The Defense Security Service plans to shift to a risk-based approach, but needs to reach out to stakeholders, GAO says.
The Pentagon agency responsible for vetting contractors that handle classified information isn’t keeping up with the threat, according to an auditor’s report released Monday.
The Defense Security Service, or DSS, is responsible for vetting the security of over 12,000 contractor facilities, but could only accomplish about 60 percent of its workload during the 2016 fiscal year, according to the Government Accountability Office report.
That’s despite DSS’ own statement “that the United States is facing the most significant foreign intelligence threat it has ever encountered,” the report states.

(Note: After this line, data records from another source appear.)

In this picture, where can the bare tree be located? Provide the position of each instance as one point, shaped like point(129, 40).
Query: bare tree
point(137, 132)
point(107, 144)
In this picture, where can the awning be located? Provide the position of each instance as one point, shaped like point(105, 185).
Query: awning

DSS security reviews are broadly similar to the personal security clearances that government employees and contractors undergo and include issues such as a company’s foreign ties and risky past behavior.
DSS announced plans to pilot a new methodology in late 2016 that involves prioritizing security reviews based on what information and technology are housed at a particular contractor and how likely foreign intelligence services are to try to steal it.
The new methodology also involves creating customized security plans for contractor facilities rather than relying on a one-size-fits-all model based on the National Industrial Security Program Operating Manual, a guide developed through an interagency process.
However, DSS hasn’t sufficiently outlined what resources it will need for this shift in strategy, the Government Accountability Office found. The agency also hasn’t described how it will collaborate with relevant groups, such as the U.S. intelligence agencies that will outline the most pressing threats and the contractors that will try to mitigate them, the office said.
“Until DSS identifies roles and responsibilities and determines how it will collaborate with stakeholders for the piloting effort, it will be difficult to assess whether the new approach is effective in protecting classified information,” the audit states.
The review comes as executive branch officials and lawmakers are increasingly concerned about foreign influence in government contractors’ supply chains. The Homeland Security Department ordered federal agencies to remove the Russian anti-virus Kaspersky from their systems in October and a defense policy bill, which became law in December, required the same of contractors.
Contractors have yet to complete that process and many were unaware they were using the Russian anti-virus, Homeland Security Sec. Kirstjen Nielsen told lawmakers earlier this month.
Several lawmakers have pushed for similar legislation to ban the Chinese telecoms ZTE and Huawei from U.S. government supply chains. The current house draft of a must-pass defense policy bill, however, only requires a study of the issue.